文獻(xiàn)名: Predictors and limitations of the penetration depth of photodynamic effects in the rodent brain
作者: Collin T. Inglut1,+, Brandon Gaitan1,+, Daniel Najafali1, Irati Abad Lopez1, Nina P. Connolly2,3, Seppo Orsila4, Robert Perttilä4, Graeme F. Woodworth2,3, Yu Chen1,2, Huang-Chiao Huang1,2*
1Fischell Department of Bioengineering, University of Maryland, College Park, MD 20742, USA
2Marlene and Stewart Greenebaum Cancer Center, University of Maryland School of Medicine, Baltimore, MD 21201, USA
3Department of Neurosurgery, University of Maryland School of Medicine, Baltimore, MD 21201, USA
4Modulight, Inc., Hermiankatu 22, FI-33720, Tampere, Finland
摘要:Fluorescence-guided surgery (FGS) is routinely utilized in clinical centers around the world, whereas the combination of FGS and photodynamic therapy (PDT) has yet to reach clinical implementation and remains an active area of translational investigations.
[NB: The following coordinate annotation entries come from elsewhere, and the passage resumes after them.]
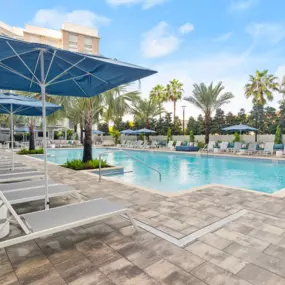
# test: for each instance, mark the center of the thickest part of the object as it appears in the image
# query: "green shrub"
(237, 137)
(278, 136)
(77, 164)
(25, 151)
(200, 144)
(191, 137)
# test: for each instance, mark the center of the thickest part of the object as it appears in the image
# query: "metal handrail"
(120, 150)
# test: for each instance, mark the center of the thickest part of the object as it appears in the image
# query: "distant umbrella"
(144, 131)
(240, 128)
(97, 132)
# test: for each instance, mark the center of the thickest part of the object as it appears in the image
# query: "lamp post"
(183, 107)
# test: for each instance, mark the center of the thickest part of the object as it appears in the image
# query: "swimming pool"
(183, 172)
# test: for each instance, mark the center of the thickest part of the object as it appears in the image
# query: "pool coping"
(279, 193)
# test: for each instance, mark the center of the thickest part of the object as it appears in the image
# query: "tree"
(158, 93)
(218, 121)
(174, 91)
(191, 125)
(260, 88)
(231, 119)
(117, 103)
(208, 99)
(144, 110)
(200, 125)
(270, 120)
(242, 118)
(282, 115)
(278, 136)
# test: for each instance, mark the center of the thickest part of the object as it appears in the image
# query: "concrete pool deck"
(248, 248)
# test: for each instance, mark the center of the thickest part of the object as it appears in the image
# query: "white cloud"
(233, 69)
(146, 4)
(241, 5)
(223, 37)
(186, 28)
(267, 33)
(54, 18)
(159, 41)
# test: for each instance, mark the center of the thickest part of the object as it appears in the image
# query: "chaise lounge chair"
(268, 149)
(236, 148)
(60, 218)
(12, 177)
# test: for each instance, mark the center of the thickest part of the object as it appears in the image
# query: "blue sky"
(191, 40)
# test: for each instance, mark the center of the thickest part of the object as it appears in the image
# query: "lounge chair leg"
(132, 221)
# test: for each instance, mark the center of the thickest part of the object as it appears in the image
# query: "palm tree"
(174, 91)
(260, 88)
(146, 109)
(118, 103)
(209, 99)
(158, 93)
(89, 110)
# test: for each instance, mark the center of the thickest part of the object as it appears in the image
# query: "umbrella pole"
(12, 134)
(43, 91)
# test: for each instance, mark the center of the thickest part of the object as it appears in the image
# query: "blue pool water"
(183, 172)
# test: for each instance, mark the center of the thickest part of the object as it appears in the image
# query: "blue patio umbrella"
(144, 131)
(240, 128)
(97, 132)
(34, 67)
(13, 104)
(127, 132)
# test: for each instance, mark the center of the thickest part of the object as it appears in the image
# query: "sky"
(190, 40)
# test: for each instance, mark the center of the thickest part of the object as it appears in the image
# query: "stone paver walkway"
(249, 250)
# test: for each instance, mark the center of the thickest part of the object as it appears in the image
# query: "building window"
(88, 44)
(72, 42)
(35, 39)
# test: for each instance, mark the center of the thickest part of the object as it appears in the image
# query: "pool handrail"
(121, 150)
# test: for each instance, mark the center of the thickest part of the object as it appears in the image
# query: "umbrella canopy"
(27, 66)
(22, 105)
(34, 67)
(24, 130)
(240, 128)
(128, 132)
(97, 132)
(144, 131)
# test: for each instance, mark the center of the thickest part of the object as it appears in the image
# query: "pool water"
(183, 172)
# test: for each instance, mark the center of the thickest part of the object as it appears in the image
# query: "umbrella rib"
(35, 69)
(83, 70)
(50, 65)
(68, 79)
(65, 71)
(16, 72)
(23, 62)
(9, 57)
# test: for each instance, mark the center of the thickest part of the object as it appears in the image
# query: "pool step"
(114, 173)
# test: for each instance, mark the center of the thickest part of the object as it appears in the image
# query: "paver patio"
(248, 250)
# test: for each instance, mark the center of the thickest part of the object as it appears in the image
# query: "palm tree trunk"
(87, 146)
(81, 133)
(32, 137)
(207, 128)
(174, 110)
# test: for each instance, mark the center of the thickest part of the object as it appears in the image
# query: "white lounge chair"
(251, 149)
(268, 149)
(25, 185)
(178, 143)
(224, 147)
(170, 144)
(236, 148)
(12, 177)
(209, 147)
(41, 223)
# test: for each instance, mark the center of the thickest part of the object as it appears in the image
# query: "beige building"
(70, 37)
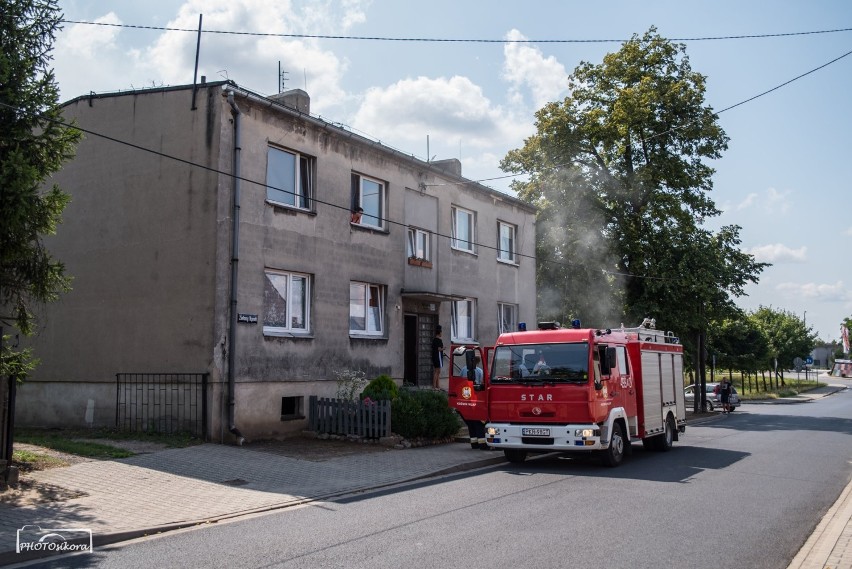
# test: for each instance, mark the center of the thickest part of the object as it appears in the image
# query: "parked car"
(712, 398)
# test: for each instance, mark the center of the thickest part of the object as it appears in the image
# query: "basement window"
(291, 408)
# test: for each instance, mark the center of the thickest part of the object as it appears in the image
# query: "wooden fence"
(339, 417)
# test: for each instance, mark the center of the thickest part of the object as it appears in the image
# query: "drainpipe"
(235, 256)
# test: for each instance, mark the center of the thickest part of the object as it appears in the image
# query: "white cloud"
(525, 66)
(250, 56)
(778, 253)
(815, 291)
(82, 40)
(771, 201)
(450, 110)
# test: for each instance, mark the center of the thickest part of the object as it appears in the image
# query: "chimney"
(294, 99)
(450, 165)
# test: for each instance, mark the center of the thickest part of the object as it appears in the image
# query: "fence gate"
(162, 402)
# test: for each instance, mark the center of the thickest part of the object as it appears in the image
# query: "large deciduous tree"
(33, 145)
(619, 172)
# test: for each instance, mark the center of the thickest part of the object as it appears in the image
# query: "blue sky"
(785, 178)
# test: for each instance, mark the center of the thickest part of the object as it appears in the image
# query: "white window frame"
(294, 189)
(463, 242)
(418, 244)
(504, 324)
(274, 281)
(506, 251)
(371, 216)
(367, 302)
(463, 320)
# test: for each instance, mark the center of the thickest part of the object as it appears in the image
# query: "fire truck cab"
(585, 390)
(468, 377)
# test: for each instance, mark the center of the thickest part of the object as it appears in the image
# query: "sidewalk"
(166, 490)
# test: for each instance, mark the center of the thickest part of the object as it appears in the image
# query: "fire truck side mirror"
(609, 361)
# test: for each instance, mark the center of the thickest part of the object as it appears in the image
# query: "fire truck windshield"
(547, 363)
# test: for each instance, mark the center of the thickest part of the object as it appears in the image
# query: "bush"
(383, 388)
(423, 413)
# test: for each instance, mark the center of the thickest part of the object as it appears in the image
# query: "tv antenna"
(282, 78)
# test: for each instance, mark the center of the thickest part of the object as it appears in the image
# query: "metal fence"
(340, 417)
(162, 402)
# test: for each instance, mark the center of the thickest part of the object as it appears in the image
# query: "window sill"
(370, 228)
(288, 209)
(467, 251)
(287, 335)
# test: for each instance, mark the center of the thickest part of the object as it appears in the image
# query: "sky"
(785, 178)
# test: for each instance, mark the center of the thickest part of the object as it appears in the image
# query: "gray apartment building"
(216, 231)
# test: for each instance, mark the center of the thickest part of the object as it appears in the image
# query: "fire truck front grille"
(536, 441)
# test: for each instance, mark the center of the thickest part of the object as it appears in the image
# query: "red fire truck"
(468, 378)
(585, 390)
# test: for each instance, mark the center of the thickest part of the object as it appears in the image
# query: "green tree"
(33, 145)
(618, 171)
(787, 335)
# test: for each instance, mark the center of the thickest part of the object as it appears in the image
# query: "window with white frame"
(366, 309)
(463, 229)
(289, 178)
(286, 303)
(370, 196)
(463, 320)
(418, 244)
(507, 317)
(506, 242)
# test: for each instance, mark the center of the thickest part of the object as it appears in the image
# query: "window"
(463, 233)
(286, 303)
(507, 317)
(369, 195)
(505, 242)
(289, 178)
(366, 309)
(462, 320)
(418, 244)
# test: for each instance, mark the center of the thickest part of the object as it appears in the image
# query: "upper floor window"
(366, 309)
(286, 302)
(506, 242)
(289, 178)
(370, 196)
(418, 244)
(507, 317)
(463, 229)
(462, 318)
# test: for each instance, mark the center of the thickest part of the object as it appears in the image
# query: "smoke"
(577, 261)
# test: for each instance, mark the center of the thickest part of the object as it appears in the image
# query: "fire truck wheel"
(664, 441)
(614, 455)
(515, 455)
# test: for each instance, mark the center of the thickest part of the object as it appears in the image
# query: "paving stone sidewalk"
(161, 490)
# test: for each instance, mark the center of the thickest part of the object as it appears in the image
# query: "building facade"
(213, 230)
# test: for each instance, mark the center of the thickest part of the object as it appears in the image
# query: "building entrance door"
(419, 329)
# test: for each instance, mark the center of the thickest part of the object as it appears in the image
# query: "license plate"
(535, 432)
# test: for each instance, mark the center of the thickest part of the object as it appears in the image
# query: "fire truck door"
(466, 396)
(623, 378)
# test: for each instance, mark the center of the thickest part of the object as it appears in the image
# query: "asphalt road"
(742, 490)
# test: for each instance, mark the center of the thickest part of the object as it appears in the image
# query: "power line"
(445, 40)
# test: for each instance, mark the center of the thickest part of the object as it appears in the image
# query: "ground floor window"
(286, 303)
(462, 314)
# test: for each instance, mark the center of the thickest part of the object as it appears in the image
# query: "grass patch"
(28, 460)
(59, 441)
(79, 441)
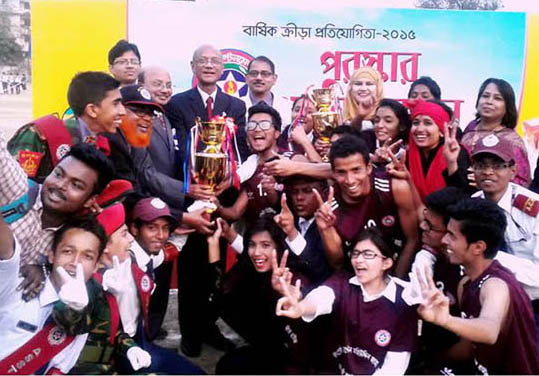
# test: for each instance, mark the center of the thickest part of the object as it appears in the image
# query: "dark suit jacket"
(162, 150)
(183, 108)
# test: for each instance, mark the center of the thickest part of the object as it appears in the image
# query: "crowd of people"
(405, 244)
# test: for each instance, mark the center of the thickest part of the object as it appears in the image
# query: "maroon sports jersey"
(377, 209)
(515, 350)
(363, 332)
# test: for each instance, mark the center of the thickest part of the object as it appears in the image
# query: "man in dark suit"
(205, 100)
(197, 322)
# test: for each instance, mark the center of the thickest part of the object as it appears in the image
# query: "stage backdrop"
(310, 42)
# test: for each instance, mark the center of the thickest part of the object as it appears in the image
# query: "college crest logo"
(145, 284)
(56, 336)
(382, 337)
(232, 81)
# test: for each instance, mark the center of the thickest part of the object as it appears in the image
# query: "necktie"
(209, 103)
(149, 269)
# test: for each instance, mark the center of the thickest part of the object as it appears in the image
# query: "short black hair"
(440, 201)
(87, 223)
(263, 59)
(96, 160)
(347, 146)
(264, 108)
(428, 82)
(89, 87)
(480, 219)
(401, 112)
(343, 130)
(510, 118)
(121, 47)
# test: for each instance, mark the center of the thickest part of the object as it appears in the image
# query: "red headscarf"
(434, 179)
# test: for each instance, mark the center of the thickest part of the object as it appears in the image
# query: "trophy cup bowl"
(212, 133)
(323, 99)
(210, 168)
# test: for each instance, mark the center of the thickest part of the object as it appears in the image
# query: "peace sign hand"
(381, 154)
(324, 216)
(289, 304)
(73, 289)
(280, 272)
(451, 145)
(116, 280)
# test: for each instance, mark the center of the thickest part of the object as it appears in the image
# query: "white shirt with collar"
(205, 96)
(128, 299)
(20, 320)
(522, 238)
(299, 243)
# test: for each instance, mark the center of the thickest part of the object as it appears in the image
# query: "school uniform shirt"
(20, 320)
(369, 333)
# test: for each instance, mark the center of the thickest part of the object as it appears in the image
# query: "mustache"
(135, 137)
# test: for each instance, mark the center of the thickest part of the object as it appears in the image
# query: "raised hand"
(451, 145)
(116, 280)
(381, 154)
(280, 272)
(285, 219)
(397, 168)
(73, 289)
(435, 306)
(324, 216)
(289, 305)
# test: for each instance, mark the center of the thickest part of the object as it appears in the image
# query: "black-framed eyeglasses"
(263, 124)
(367, 254)
(126, 61)
(141, 112)
(428, 226)
(497, 166)
(265, 74)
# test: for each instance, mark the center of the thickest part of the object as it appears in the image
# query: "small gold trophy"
(210, 164)
(324, 120)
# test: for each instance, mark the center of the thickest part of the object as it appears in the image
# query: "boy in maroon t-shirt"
(365, 200)
(497, 318)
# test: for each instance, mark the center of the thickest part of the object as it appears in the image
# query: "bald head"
(207, 66)
(157, 80)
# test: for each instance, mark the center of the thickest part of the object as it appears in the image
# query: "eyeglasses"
(141, 112)
(263, 124)
(428, 226)
(480, 166)
(366, 254)
(264, 74)
(213, 61)
(126, 61)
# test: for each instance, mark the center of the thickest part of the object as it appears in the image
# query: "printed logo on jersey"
(382, 338)
(232, 81)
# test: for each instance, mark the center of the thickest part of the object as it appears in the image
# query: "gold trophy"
(210, 164)
(324, 119)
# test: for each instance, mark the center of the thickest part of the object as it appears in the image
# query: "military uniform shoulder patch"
(29, 161)
(526, 205)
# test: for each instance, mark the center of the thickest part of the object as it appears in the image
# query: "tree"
(460, 4)
(10, 51)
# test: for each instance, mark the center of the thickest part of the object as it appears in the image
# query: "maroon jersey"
(363, 332)
(377, 209)
(514, 352)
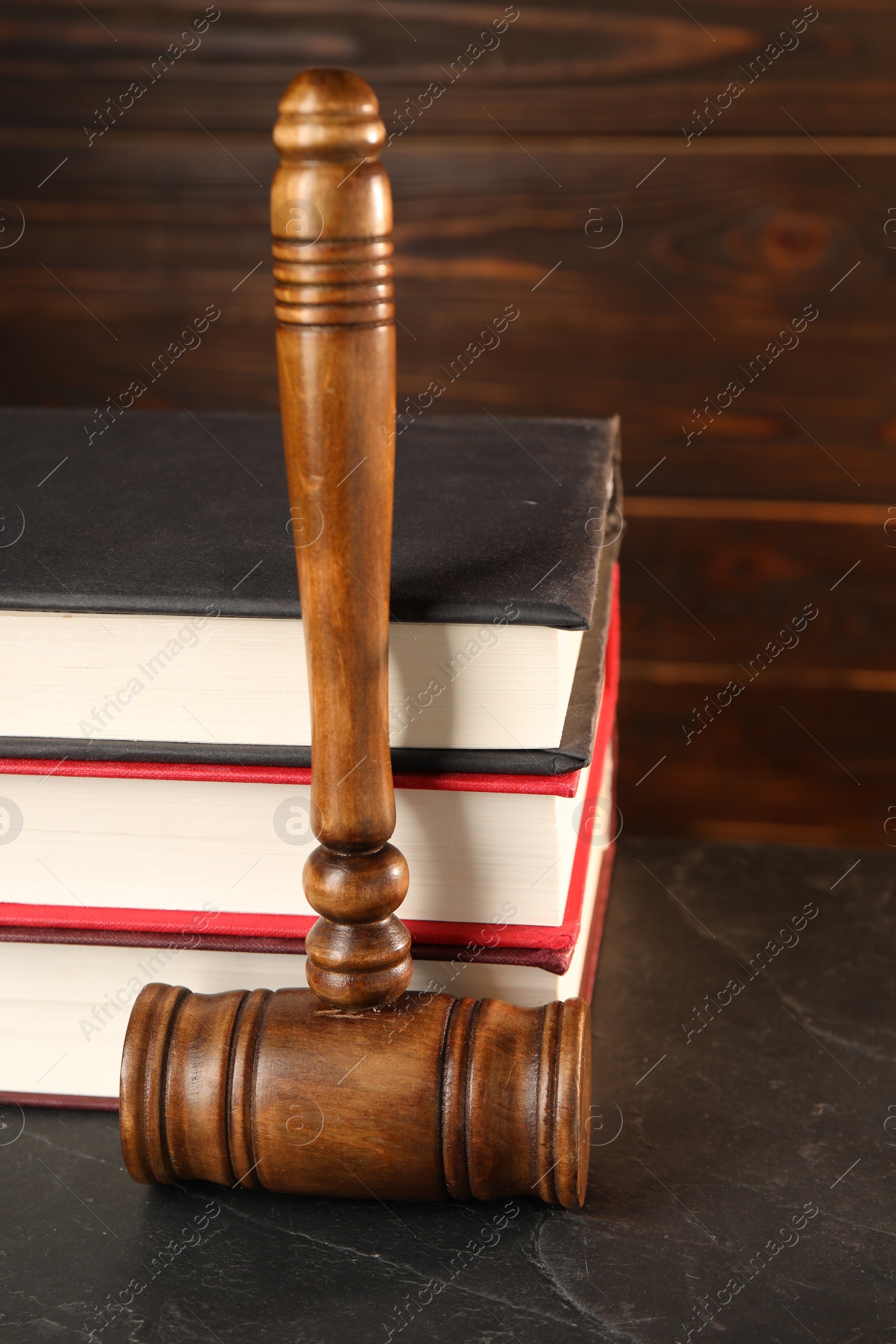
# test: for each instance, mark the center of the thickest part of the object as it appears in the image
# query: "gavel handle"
(332, 220)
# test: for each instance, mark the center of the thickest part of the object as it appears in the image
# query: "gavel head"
(354, 1088)
(429, 1099)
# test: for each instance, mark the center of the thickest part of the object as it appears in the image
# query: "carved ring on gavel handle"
(356, 1086)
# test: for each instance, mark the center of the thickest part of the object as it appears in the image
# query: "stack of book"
(155, 718)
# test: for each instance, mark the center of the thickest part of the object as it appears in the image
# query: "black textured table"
(742, 1187)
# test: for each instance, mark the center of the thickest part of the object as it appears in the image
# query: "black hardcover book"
(182, 515)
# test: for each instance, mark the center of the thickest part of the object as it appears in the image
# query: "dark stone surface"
(708, 1148)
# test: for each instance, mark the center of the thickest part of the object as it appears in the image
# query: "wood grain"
(742, 225)
(428, 1099)
(598, 68)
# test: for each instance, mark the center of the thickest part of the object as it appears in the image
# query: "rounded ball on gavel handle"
(428, 1099)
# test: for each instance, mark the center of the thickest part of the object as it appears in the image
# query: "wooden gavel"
(355, 1086)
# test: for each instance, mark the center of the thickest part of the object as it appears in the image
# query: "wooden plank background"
(561, 171)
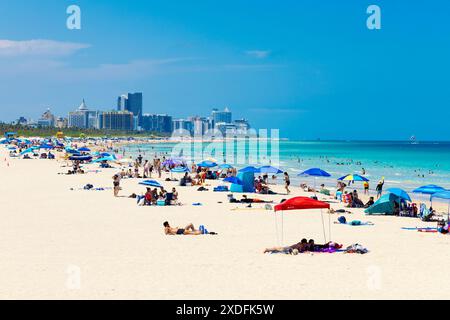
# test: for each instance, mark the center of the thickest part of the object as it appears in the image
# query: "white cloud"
(259, 54)
(39, 48)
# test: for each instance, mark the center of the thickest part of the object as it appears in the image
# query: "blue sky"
(310, 68)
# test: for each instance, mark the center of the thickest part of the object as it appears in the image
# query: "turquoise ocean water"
(402, 164)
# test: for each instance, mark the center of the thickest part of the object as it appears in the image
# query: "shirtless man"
(187, 231)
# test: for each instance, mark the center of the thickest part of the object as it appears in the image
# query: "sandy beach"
(58, 243)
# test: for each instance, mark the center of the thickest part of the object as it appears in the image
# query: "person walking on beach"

Two significant challenges to the clinical translation of PDT for brain cancer are: 1) Limited light penetration depth in brain tissues, and 2) Poor selectivity and delivery of the appropriate photosensitizers. To address these shortcomings, we developed nanoliposomal protoporphyrin IX (Nal-PpIX) and nanoliposomal benzoporphyrin derivative (Nal-BPD), and then evaluated their photodynamic effects as a function of depth in tissue and light fluence using rat brains. Although red light penetration depth (defined as the depth at which the incident optical energy drops to 1/e, ~37%) is typically a few millimeters in tissues, we demonstrated that the remaining optical energy could induce PDT effects up to 2 cm within brain tissues. Photobleaching and singlet oxygen yield studies between Nal-BPD and Nal-PpIX suggest that deep-tissue PDT (>1 cm) is more effective when using Nal-BPD. These findings indicate that Nal-BPD-PDT is more likely to generate cytotoxic effects deep within the brain and allow for the treatment of brain invading tumor cells centimeters away from the main, resectable tumor mass.